The closest thing San Francisco has to Art Basel, the FOG Design + Art Fair opens at the Fort Mason Center for Arts and Culture for four days this weekend (Jan. 19-22). With 48 international galleries setting up eclectic booths, it’s a fun way to see a broad cross-section of contemporary art in bite-size chunks.
With its numerous bars and dim sum stations and an appearance by Speaker Emerita Nancy Pelosi and her black fedora-clad husband, Paul, the jet-setting affluence was conspicuous at Wednesday night’s opulent preview party. But whether or not some attendees were bitter they didn’t get an invite to Davos this weekend, the quality of the work speaks for itself. Here are five trends The Standard picked up on.

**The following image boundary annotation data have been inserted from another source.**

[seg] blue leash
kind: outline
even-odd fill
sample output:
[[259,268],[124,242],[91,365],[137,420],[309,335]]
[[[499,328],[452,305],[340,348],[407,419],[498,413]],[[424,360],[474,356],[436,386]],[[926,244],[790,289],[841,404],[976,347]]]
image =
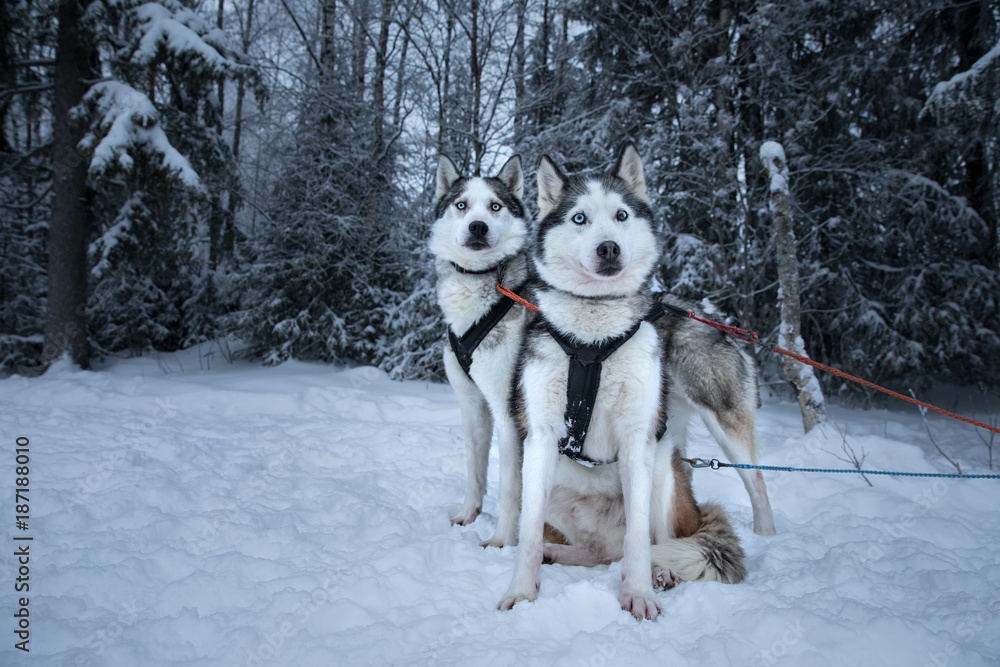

The Use of Color Approached Total Fearlessness
People have said painting is dead for approximately a century, but if FOG is light on anything, it’s photography—or much of anything black-and-white. Intensely polychromatic painting is everywhere, with some spectacular pieces from Lauren Quin (whose first U.S. solo show is approaching) and Eamon Ore-Giron.
Equally colorful but acrylic-free is Angelo Filomeno’s series Islands, a set of 18 vibrantly hued depictions of rocky outcroppings jutting up from the ocean. Look closely, and you’ll see they’re actually embroidered!
Instagrammable Neon Is Swallowing Its Own Tail
Neon and its cousin, cold cathode, have always been huge in San Francisco, from the Castro Theatre marquee to the “You Are Safe Here” sign at Jolene’s. Lurid and fun, neon is also extremely seductive to anyone with a smartphone.
Rare is the person who can resist assembling the entire squad in front of a cheeky neon sign for a group pic, but the trend in statement neon is clearly eating itself. Simple pieces like Erica Deeman’s Being are outright existentialist, a far cry from influencer catnip like “Hello gorgeous” or “Please don’t do coke in the bathroom.”
If you thought fluorescent-light pioneer Dan Flavin was a capital-M Minimalist, FOG snuck in under him like a $1 bid on The Price Is Right.
Aggressive Furniture Is Everywhere
“This is my art, and it is dangerous!” Catherine O’Hara’s pretentious pomo sculptress Delia Deetz screams in the original Beetlejuice, not long before some of her abstractions come to life and ensnare several characters. Home furnishings are often exquisitely beautiful, although they’re chiefly intended to be useful—yet FOG has plenty of pieces that dare you to put a coaster down and see what happens.
You might need Opener, Julia Phillips’s demonic pair of tongs, to pick up your glass.
The trend is witty and playful—think a humongous, fuzzy floor lamp that looks like a wuvable Dr. Seuss character, a geometrically deconstructed rattan chair or the Jasper-Johns-but-make-it-fun Pop Art of Elmgreen & Dragset’s On Target, Fig. 12. A mirrored surface that draws your attention to itself rather than your own reflection? In our narcissistic age, that’s basically a dare, too.
Not Many People Are Feeling Especially Provocative
Sarah Lucas has several haunting photographs of tentacle-like legs wrapped around each other, a middle finger to the male gaze. Otherwise, the Young British Artists, this is not. Chalk that vibe up to a timidity that comes from hoping nobody is ever offended, but spiky social critiques are in short supply. There are exceptions, like an American flag expertly bedazzled with anti-theft retail security tags.
A defiant trio of vases depict Malcolm X and Allen Iverson plus a ton of iconography paying homage to Black culture—the bubbly graffiti at the base is really, really clever—but the jabs are mostly tongue-in-cheek, like the litany of mindless exclamations in Mel Bochner’s Amazing.
Jessica Silverman Remains SF’s Most Creative Gallery
San Francisco’s own Jessica Silverman deserves credit for mounting small-scale companion exhibitions to the major museum’s shows. The gallery’s “Judy Chicago: Making Advances” was a particularly great counterpoint to the de Young’s 2021 retrospective, and visitors to FOG can see a few of the peerless feminist Chicago’s pieces along with those by Sadie Barnette, Woody De Othello and others. The whole thing is called “Elsewhere Over the Rainbow,” and it’s like a group project where everyone did the work, so everyone gets an A.